The mechanism of how SCCHN cells maintain low basal pSTAT1 and APM component expression is still not known. Deficiencies in TAP expression have been documented to occur through a lack of STAT1 and IRF1 phosphorylation [41
], mutations in the JAK1 kinase that prevent its activation and subsequent STAT1 phosphorylation [42
], and impaired RNA polymerase II recruitment to the TAP1 promoter [43
]. Several investigators have identified that members of a small sub-family of non-receptor protein tyrosine phosphatases (PTPs), Src homology-2 domain-containing phosphatases (SHP)-1 and SHP2 can dephosphorylate JAK1 [44
] and STAT1 [45
]. Providing a stimulus for STAT1 activation such as IFN-γ can correct APM downregulation and enhance CTL lysis in vitro, but perhaps a more efficacious therapeutic approach would be a targeted therapy against the negative regulators of STAT1 phosphorylation in SCCHN. A greater understanding of the mechanisms responsible for low basal pSTAT1 and APM expression could augment current T-cell-based immunotherapies by enhancing the immunogenicity of its tumor cell target.
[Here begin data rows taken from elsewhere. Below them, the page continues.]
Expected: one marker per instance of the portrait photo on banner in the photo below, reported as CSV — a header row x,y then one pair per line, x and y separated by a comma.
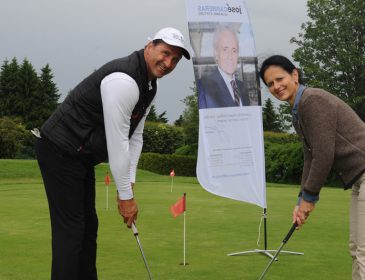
x,y
225,64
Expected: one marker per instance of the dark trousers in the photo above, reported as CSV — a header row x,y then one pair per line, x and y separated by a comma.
x,y
70,189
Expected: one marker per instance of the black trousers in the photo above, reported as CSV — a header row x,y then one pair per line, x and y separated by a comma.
x,y
70,189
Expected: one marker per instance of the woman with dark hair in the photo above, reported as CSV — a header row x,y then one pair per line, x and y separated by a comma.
x,y
333,136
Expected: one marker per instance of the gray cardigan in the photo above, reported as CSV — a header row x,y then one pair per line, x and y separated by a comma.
x,y
333,136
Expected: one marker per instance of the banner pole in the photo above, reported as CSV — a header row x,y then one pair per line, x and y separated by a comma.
x,y
266,252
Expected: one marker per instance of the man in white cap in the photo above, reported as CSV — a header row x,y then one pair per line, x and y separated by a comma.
x,y
102,119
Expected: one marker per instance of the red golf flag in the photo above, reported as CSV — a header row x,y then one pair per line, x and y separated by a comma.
x,y
107,179
172,173
179,207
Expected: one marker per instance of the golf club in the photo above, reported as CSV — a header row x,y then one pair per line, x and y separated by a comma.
x,y
135,232
278,251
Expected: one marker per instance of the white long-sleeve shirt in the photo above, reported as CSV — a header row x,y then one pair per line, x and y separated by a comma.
x,y
120,94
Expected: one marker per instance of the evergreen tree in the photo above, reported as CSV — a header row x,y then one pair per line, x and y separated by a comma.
x,y
332,47
8,86
179,121
153,117
28,98
47,98
162,118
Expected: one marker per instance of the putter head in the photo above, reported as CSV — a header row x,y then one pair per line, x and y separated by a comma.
x,y
134,229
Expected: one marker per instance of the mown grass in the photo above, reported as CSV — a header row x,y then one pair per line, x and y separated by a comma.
x,y
215,226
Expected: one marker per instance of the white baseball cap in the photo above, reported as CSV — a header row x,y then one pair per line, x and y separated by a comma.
x,y
173,37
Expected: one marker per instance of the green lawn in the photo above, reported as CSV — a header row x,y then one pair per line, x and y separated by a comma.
x,y
215,226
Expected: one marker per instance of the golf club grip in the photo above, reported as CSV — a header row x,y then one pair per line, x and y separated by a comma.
x,y
134,228
292,229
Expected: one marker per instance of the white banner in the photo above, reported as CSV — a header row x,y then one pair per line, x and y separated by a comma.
x,y
231,151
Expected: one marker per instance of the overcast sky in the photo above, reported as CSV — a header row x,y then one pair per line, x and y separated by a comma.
x,y
76,37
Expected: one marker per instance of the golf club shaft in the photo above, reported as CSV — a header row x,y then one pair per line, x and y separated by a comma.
x,y
135,232
287,237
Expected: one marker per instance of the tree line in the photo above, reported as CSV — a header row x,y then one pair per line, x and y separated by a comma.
x,y
330,53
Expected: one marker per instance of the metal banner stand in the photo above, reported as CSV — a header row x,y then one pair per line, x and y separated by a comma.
x,y
268,253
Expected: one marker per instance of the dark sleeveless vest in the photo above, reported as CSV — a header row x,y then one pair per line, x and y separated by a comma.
x,y
77,126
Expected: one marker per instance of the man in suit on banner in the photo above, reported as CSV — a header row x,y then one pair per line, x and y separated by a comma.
x,y
220,88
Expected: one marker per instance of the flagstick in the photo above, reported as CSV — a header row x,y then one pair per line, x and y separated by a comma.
x,y
184,237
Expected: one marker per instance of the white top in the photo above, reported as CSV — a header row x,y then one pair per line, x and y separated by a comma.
x,y
120,94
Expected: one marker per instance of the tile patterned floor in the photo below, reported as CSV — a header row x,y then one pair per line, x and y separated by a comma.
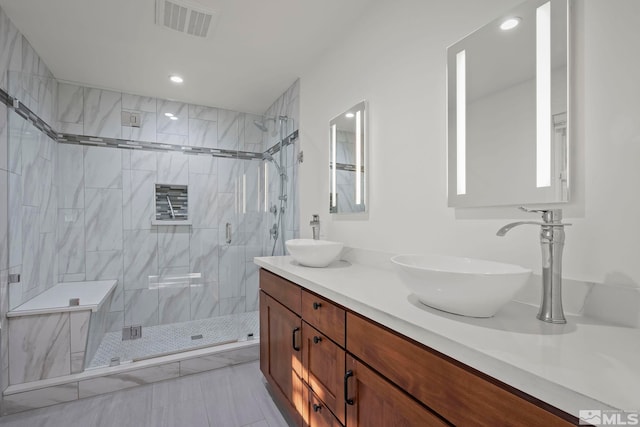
x,y
176,337
235,396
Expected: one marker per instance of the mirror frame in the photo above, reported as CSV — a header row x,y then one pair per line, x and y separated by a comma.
x,y
558,193
361,196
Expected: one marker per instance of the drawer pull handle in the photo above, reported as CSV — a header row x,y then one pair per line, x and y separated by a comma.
x,y
348,374
293,339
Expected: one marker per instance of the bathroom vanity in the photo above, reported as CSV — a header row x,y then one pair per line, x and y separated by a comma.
x,y
331,361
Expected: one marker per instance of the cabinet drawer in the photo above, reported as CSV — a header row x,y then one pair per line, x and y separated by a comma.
x,y
316,413
323,368
324,315
374,401
283,291
458,393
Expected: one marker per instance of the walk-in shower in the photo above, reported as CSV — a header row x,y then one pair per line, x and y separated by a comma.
x,y
84,209
277,230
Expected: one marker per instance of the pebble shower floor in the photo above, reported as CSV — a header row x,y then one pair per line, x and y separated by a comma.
x,y
176,337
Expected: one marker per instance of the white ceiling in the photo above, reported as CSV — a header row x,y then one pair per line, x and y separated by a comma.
x,y
258,49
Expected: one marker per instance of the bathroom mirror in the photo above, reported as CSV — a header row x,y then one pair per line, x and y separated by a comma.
x,y
507,109
347,161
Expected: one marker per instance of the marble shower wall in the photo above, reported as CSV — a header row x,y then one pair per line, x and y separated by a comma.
x,y
25,75
106,206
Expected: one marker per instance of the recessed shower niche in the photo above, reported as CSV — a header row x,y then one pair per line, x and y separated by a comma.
x,y
171,205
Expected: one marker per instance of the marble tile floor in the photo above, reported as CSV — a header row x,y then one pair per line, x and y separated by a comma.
x,y
176,337
234,396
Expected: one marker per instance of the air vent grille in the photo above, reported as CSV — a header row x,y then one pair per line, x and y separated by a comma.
x,y
184,18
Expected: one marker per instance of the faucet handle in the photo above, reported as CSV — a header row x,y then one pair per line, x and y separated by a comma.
x,y
548,215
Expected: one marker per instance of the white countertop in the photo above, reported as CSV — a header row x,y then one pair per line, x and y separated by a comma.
x,y
585,364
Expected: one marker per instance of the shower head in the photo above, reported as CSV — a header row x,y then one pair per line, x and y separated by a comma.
x,y
260,125
268,157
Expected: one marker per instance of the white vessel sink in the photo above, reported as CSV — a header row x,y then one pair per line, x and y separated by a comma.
x,y
466,286
313,253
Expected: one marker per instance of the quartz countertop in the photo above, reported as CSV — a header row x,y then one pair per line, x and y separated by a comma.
x,y
584,364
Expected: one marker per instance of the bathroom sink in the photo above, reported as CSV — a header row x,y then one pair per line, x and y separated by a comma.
x,y
466,286
313,253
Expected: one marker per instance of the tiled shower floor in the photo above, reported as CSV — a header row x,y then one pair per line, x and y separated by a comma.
x,y
176,337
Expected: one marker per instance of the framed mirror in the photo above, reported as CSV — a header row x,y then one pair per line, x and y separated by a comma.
x,y
347,161
507,109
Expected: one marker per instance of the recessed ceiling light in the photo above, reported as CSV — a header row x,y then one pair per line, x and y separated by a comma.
x,y
510,23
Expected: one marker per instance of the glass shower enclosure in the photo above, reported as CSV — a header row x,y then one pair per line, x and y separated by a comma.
x,y
83,207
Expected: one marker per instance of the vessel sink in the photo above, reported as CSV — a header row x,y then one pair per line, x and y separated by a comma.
x,y
313,253
465,286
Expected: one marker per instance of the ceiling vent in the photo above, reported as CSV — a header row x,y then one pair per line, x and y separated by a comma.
x,y
182,17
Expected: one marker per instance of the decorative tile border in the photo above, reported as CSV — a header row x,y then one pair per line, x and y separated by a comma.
x,y
67,138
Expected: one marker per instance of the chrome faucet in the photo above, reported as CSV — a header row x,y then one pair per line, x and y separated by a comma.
x,y
552,241
315,226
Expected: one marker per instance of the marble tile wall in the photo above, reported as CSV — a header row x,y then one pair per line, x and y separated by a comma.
x,y
32,209
96,112
24,75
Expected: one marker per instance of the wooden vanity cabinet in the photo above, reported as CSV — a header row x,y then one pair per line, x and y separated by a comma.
x,y
280,347
454,391
316,413
323,367
348,370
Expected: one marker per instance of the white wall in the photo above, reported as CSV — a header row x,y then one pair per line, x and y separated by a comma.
x,y
395,58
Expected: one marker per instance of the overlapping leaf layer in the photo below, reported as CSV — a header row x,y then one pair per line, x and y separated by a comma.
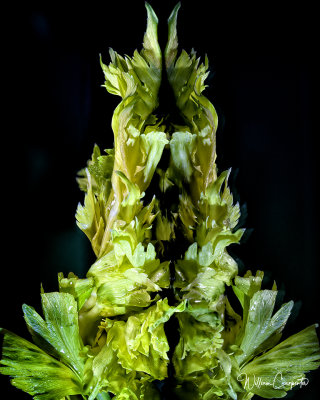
x,y
158,261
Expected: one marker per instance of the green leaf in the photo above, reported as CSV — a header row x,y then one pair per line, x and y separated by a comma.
x,y
141,343
183,147
59,333
262,330
36,372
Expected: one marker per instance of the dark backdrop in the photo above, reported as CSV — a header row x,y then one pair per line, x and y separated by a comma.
x,y
262,83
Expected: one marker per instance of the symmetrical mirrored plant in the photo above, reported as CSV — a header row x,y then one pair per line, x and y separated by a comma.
x,y
107,335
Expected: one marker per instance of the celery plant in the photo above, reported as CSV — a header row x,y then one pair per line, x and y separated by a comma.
x,y
106,335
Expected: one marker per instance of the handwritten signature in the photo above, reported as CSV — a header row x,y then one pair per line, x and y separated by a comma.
x,y
277,382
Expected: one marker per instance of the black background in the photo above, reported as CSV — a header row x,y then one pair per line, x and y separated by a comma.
x,y
263,84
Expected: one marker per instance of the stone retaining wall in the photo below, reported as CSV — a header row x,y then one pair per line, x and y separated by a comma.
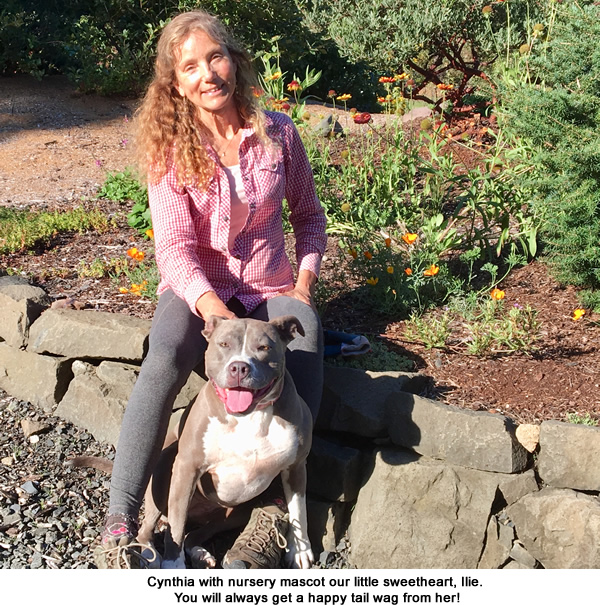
x,y
416,483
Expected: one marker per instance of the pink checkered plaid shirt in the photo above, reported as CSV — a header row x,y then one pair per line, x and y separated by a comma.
x,y
191,227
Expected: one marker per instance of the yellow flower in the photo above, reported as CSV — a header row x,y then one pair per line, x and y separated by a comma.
x,y
497,294
135,254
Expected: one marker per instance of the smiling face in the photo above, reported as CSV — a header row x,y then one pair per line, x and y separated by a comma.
x,y
205,74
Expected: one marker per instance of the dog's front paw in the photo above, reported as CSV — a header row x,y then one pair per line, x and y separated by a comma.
x,y
299,555
200,558
178,563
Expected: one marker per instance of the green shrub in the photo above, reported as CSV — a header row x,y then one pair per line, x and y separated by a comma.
x,y
448,42
558,111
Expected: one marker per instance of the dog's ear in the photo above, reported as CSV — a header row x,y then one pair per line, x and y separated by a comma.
x,y
287,326
211,325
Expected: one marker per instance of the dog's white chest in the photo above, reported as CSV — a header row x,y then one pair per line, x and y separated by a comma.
x,y
244,459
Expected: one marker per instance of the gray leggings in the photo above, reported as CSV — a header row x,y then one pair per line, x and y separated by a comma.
x,y
176,348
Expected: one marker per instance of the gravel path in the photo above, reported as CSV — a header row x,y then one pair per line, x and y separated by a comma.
x,y
49,513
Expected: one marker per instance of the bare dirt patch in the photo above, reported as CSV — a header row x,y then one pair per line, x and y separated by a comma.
x,y
56,147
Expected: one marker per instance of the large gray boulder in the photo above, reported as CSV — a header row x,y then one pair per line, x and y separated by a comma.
x,y
478,440
354,400
569,455
39,379
89,335
97,397
334,470
559,527
419,513
20,305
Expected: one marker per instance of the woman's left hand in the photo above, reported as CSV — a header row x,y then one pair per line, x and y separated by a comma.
x,y
305,288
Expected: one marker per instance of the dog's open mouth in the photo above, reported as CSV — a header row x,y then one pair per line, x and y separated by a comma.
x,y
237,399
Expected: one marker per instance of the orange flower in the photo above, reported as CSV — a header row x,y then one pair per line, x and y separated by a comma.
x,y
497,294
432,271
362,118
135,254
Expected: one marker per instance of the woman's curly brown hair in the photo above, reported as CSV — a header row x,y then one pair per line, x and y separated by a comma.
x,y
167,126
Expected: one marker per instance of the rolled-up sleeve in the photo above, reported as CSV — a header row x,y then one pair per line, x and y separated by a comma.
x,y
307,216
176,244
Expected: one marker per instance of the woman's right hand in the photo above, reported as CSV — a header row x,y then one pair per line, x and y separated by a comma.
x,y
210,304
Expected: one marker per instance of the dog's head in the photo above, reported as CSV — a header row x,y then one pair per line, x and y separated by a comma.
x,y
245,360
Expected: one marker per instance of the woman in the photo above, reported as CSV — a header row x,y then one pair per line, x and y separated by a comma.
x,y
218,169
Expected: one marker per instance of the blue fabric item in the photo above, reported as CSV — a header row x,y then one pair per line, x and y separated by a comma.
x,y
346,345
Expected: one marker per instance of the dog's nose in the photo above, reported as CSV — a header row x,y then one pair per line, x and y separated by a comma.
x,y
239,369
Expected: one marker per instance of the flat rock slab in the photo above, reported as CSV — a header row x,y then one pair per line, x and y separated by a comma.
x,y
569,455
89,335
20,305
354,400
478,440
418,513
559,527
40,379
97,397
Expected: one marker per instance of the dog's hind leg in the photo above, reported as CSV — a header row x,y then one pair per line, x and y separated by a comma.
x,y
299,553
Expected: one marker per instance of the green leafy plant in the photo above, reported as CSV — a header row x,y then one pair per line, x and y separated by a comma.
x,y
432,331
25,229
122,187
585,419
556,109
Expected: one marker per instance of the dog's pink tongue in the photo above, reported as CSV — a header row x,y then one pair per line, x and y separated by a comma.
x,y
238,400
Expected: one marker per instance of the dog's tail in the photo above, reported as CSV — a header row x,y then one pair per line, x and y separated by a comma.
x,y
102,464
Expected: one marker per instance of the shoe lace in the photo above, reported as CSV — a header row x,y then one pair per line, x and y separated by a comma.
x,y
122,555
267,525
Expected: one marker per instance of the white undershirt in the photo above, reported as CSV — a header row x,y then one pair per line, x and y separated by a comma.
x,y
239,202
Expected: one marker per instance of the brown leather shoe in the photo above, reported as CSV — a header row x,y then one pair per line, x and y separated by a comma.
x,y
261,544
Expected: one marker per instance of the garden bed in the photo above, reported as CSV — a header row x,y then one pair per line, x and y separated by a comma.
x,y
55,148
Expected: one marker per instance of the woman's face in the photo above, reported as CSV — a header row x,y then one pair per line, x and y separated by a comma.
x,y
205,74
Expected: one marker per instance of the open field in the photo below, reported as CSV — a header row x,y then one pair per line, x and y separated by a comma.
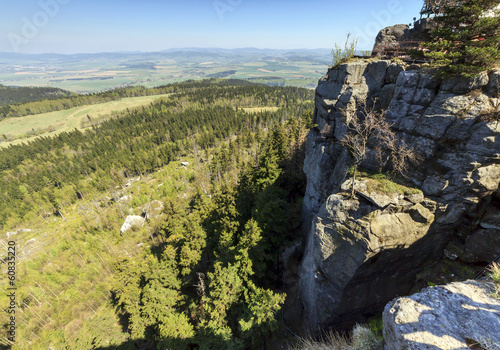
x,y
97,72
48,124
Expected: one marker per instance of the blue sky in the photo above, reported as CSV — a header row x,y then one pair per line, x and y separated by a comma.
x,y
78,26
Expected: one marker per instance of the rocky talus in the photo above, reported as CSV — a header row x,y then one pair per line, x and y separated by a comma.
x,y
361,251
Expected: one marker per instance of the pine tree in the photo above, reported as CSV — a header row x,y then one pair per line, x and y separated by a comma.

In summary, these studies identified low pSTAT1 in SCCHN cells as a critical mediator of APM component downregulation and CTL escape. We also investigated a potential role for pSTAT1:pSTAT3 heterodimers in APM component downregulation of SCCHN cells. Our data demonstrate that pSTAT1:pSTAT3 heterodimers do not alter the IFN-γ-pSTAT1-APM signaling axis. The function of the pSTAT1:pSTAT3 heterodimer remains unknown, but these findings indicate a need to directly stimulate the STAT1 pathway to enhance APM expression and reverse CTL evasion by tumor cells. Future studies might include investigating the negative regulators of STAT1 activation whose dysregulated activity might be responsible for low basal pSTAT1 and APM component levels in SCCHN.